De nada adianta o prefeito cessante dizer que deixou os cofres da Prefeitura em equilíbrio, se não consertou os buracos das vias públicas, praças ou executou serviços de sua responsabilidade. Também soa falso o novo prefeito exaltar a obra do antecessor se, para ganhar a eleição, criticou ferozmente. Mas tudo isso é página virada. Agora o que a população espera ação e providências.
 
Não basta os novos prefeitos anunciarem o corte de secretarias e de cargos comissionados. Isso é importante, mas constitui apenas uma parte do problema. É preciso tirar o serviço público do marasmo, chamando cada profissional à sua responsabilidade de ofício e promover a modernização dos processos de trabalho, para garantir que as ações ocorram dentro do prazo certo, por preço justo e, principalmente, sem os costumeiros aditamentos de contrato e reajuste de preços.
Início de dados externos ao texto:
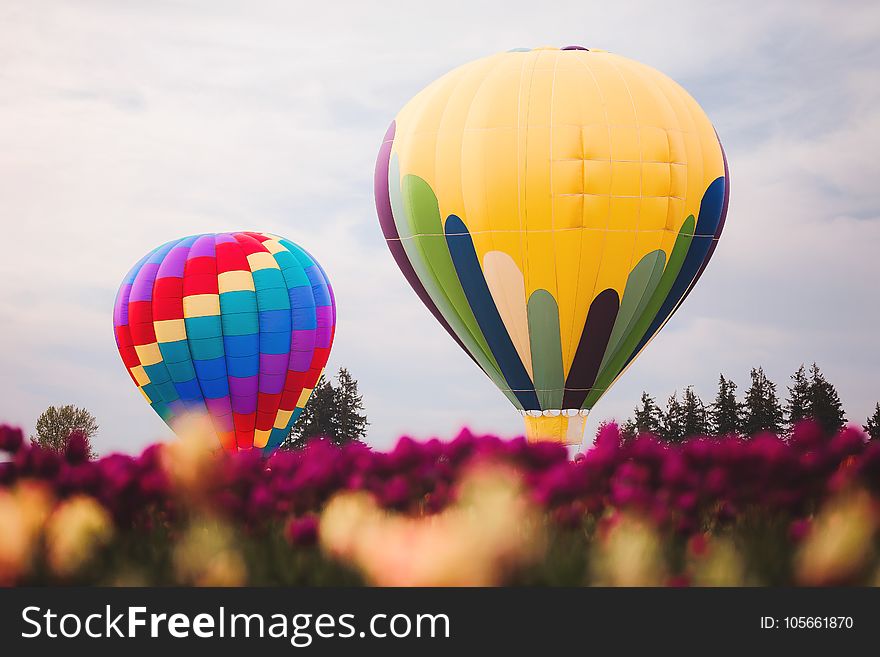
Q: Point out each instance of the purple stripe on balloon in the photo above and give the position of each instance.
(203, 247)
(332, 302)
(302, 340)
(142, 290)
(392, 237)
(120, 307)
(224, 422)
(172, 265)
(324, 316)
(245, 404)
(272, 384)
(219, 406)
(274, 364)
(301, 360)
(242, 385)
(322, 336)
A máquina pública tem de ser azeitada de forma a cumprir sua tarefa como se fosse uma empresa particular, onde o dirigente ou proprietário, para evitar a derrocada, reputa bem cada centavo empregado e exige que dele se obtenha a justa produção.
 
Dirceu Cardoso Gonçalves
Tenente e dirigente da ASPOMIL (Associação de Assist. Social dos Policiais Militares de São Paulo)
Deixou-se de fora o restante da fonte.